Even more important is a point which Self appears to ignore entirely: the question of whether or not film remains the most significant facet of modern culture presupposes its previous dominance. While Self argues that McQueen, Bacall and Hopkins unite his generation, I am utterly certain that huge swathes of forty-eight year olds would disagree, and perhaps even fail to recognise which three films he is referring to. It is wrong to claim flatly that film has been the cultural centrepiece of the twentieth century – for many, its primacy has never been the case. With this in mind, it becomes clear that the subsequent argument – that film (or film’s primacy) has died – is equally subjective. The friends and colleagues he encounters may agree with him, but for many – including my own group of peers – film has never been more of a potent and unifying force in culture.

I fear also that Self may be viewing cinematic history through a lens darkly distorted by nostalgia.
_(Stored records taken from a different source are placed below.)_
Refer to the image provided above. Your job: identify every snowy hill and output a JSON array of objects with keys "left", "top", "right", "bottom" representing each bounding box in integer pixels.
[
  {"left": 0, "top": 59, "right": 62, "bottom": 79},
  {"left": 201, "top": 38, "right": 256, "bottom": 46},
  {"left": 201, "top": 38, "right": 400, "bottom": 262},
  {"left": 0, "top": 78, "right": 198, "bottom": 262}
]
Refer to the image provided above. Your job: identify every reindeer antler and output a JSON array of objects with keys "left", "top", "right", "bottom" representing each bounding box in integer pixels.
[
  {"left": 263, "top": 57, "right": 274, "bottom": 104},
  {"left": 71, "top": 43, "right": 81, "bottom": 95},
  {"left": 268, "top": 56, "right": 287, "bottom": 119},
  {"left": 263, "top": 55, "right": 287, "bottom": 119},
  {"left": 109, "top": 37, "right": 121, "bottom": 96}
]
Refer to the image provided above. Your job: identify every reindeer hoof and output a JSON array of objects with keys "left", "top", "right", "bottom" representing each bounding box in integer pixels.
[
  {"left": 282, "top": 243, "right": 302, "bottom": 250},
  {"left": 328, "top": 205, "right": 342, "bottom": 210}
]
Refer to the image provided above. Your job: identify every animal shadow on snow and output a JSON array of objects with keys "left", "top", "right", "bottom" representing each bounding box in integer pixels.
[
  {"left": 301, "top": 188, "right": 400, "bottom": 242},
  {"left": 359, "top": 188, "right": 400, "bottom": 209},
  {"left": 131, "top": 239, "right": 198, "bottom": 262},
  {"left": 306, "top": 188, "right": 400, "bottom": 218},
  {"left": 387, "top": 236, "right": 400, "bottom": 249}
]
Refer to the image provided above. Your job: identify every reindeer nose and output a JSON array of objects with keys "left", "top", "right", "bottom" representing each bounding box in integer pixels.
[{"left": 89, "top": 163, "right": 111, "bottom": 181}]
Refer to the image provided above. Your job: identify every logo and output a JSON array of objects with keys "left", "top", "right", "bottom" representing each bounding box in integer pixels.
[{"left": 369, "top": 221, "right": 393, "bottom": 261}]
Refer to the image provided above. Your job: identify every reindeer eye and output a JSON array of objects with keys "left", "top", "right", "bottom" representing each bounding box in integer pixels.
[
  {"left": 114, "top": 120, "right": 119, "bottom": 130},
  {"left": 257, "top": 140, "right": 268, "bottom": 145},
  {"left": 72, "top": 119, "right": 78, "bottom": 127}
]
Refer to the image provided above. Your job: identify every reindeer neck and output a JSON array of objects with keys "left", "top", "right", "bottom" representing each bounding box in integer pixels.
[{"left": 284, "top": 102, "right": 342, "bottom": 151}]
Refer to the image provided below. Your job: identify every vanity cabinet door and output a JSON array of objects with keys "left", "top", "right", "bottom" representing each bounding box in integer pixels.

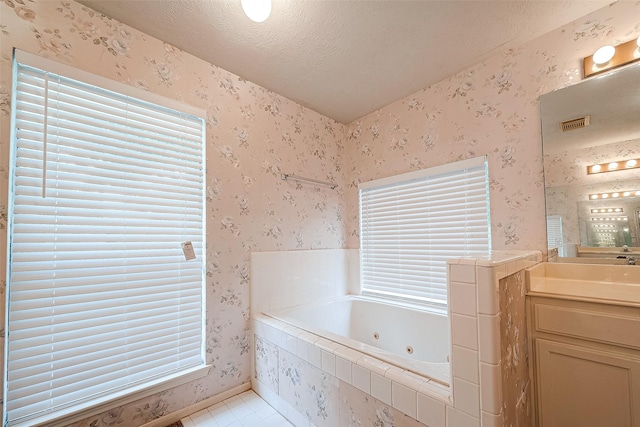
[{"left": 536, "top": 338, "right": 640, "bottom": 427}]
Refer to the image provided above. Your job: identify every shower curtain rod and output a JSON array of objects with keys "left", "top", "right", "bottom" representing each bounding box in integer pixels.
[{"left": 281, "top": 174, "right": 337, "bottom": 190}]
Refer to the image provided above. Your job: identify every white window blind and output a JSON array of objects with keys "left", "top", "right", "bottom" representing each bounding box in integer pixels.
[
  {"left": 546, "top": 215, "right": 564, "bottom": 256},
  {"left": 5, "top": 51, "right": 206, "bottom": 427},
  {"left": 359, "top": 156, "right": 490, "bottom": 308}
]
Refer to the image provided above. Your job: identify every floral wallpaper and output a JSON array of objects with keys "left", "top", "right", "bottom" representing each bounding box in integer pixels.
[
  {"left": 255, "top": 336, "right": 279, "bottom": 394},
  {"left": 279, "top": 348, "right": 340, "bottom": 425},
  {"left": 339, "top": 382, "right": 425, "bottom": 427},
  {"left": 0, "top": 1, "right": 346, "bottom": 425},
  {"left": 1, "top": 0, "right": 640, "bottom": 426},
  {"left": 342, "top": 1, "right": 640, "bottom": 253},
  {"left": 500, "top": 272, "right": 530, "bottom": 427}
]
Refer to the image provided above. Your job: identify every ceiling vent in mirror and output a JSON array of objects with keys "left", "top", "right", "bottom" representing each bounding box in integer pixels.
[{"left": 559, "top": 115, "right": 590, "bottom": 132}]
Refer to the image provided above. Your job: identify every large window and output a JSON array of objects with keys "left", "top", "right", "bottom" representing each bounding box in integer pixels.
[
  {"left": 5, "top": 51, "right": 207, "bottom": 427},
  {"left": 359, "top": 156, "right": 490, "bottom": 309}
]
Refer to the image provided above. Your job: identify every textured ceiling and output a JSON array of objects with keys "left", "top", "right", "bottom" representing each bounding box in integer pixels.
[{"left": 77, "top": 0, "right": 611, "bottom": 124}]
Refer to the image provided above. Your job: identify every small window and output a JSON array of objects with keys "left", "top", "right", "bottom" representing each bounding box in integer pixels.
[
  {"left": 546, "top": 215, "right": 564, "bottom": 256},
  {"left": 5, "top": 51, "right": 206, "bottom": 426},
  {"left": 359, "top": 156, "right": 491, "bottom": 309}
]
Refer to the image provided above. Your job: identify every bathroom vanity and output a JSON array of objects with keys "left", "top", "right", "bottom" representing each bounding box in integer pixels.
[
  {"left": 526, "top": 262, "right": 640, "bottom": 427},
  {"left": 536, "top": 26, "right": 640, "bottom": 427}
]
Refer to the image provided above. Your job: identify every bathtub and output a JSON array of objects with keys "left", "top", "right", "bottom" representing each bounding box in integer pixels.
[{"left": 265, "top": 295, "right": 450, "bottom": 385}]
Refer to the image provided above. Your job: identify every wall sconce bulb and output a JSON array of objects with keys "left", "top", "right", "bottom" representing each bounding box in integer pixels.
[{"left": 593, "top": 45, "right": 616, "bottom": 65}]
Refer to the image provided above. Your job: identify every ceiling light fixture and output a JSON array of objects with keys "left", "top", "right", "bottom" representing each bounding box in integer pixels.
[
  {"left": 587, "top": 157, "right": 640, "bottom": 174},
  {"left": 584, "top": 37, "right": 640, "bottom": 78},
  {"left": 241, "top": 0, "right": 271, "bottom": 22}
]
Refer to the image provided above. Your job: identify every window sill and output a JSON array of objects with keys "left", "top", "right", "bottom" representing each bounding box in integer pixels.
[{"left": 19, "top": 365, "right": 212, "bottom": 427}]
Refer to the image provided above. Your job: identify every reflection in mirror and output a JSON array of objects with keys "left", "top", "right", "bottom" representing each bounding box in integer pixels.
[
  {"left": 578, "top": 200, "right": 632, "bottom": 247},
  {"left": 540, "top": 61, "right": 640, "bottom": 260}
]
While he writes of growing up with such undisputed classics as Chinatown and Apocalypse Now, he unfairly contrasts these with three lacklustre releases of 2008: The Incredible Hulk, Wanted and The Love Guru. In this way, he is pitting the best that the cinema of his youth has to offer against the worst of today’s – an unfair and transparently selective technique. In fact, in my experience, 2008 was a year that proved once again film’s cultural primacy; this was the year of The Dark Knight, a film that seemed to define the summer. Going further afield, one only has to glance at India’s Bollywood to see a film industry that dwarves Hollywood in its production rates and that has ensured that films have become a unifying and staggeringly popular force all across the country. His belief that film’s cultural primacy is dead cannot really be disproved, but it can be challenged. I cannot personally think of any other cultural medium that unites people in the way that film can – it is rare for a book or video game to be so widely experienced and discussed in the way that certain films are. Film is the most democratic and inclusive of experiences, and it is yet to be bettered in this way.
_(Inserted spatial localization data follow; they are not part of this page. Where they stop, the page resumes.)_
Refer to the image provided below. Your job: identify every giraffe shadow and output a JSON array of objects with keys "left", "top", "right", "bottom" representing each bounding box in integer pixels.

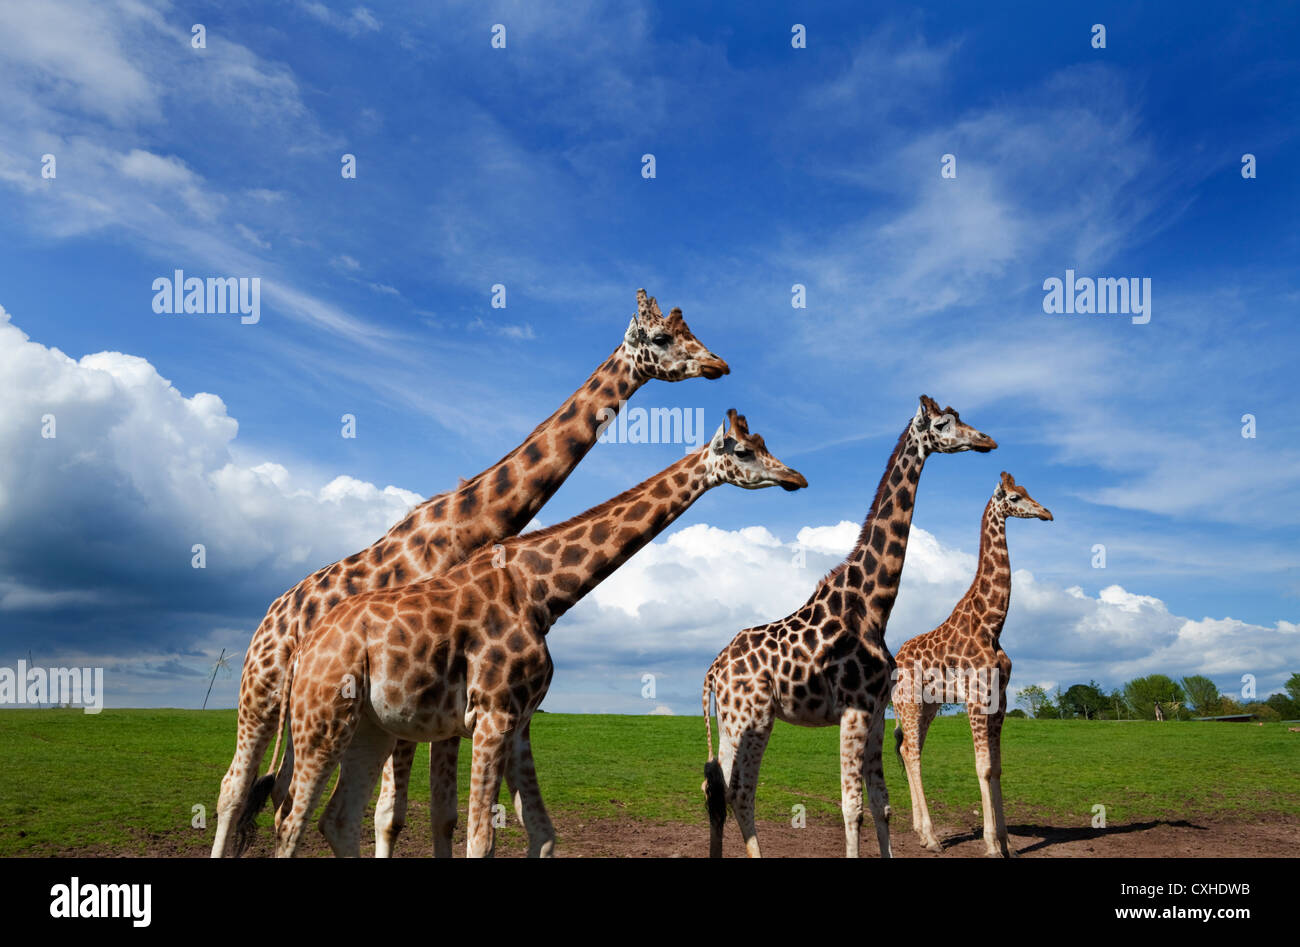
[{"left": 939, "top": 819, "right": 1206, "bottom": 855}]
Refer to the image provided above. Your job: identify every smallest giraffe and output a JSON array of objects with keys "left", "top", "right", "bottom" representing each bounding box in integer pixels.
[{"left": 892, "top": 471, "right": 1052, "bottom": 858}]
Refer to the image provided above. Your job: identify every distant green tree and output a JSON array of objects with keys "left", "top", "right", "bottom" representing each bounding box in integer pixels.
[
  {"left": 1264, "top": 692, "right": 1299, "bottom": 720},
  {"left": 1247, "top": 702, "right": 1281, "bottom": 722},
  {"left": 1106, "top": 689, "right": 1129, "bottom": 720},
  {"left": 1218, "top": 695, "right": 1244, "bottom": 715},
  {"left": 1016, "top": 684, "right": 1055, "bottom": 719},
  {"left": 1180, "top": 675, "right": 1222, "bottom": 716},
  {"left": 1285, "top": 672, "right": 1300, "bottom": 705},
  {"left": 1006, "top": 708, "right": 1028, "bottom": 718},
  {"left": 1060, "top": 681, "right": 1108, "bottom": 719},
  {"left": 1122, "top": 674, "right": 1186, "bottom": 720}
]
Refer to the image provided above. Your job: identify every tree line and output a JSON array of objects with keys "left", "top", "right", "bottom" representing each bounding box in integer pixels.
[{"left": 1006, "top": 672, "right": 1300, "bottom": 721}]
Ultimately, however, Self seems unsure of exactly who or what he is attacking. He flips between lamenting the rise of choice in our lives (wistfully recalling the days of ‘three terrestrial television channels’) and attacking the current state of films and their quality. The first point is hardly fitting of a riposte, except to condemn it as nostalgia at its most simplistic and tiresome, while the second is, to labour the point, subjective. I would argue that, with films such as Synecdoche, New York, There Will Be Blood and Let the Right One In, quality cinema is most definitely alive and well, though I will happily acknowledge its current health cannot be objectively assessed (unless done so financially). If Will Self believes that films ain’t what they used to be, then so be it, but I can only pity him for being unaware of, or stubbornly ignoring, the masterpieces that the universally inclusive medium of film continues to produce.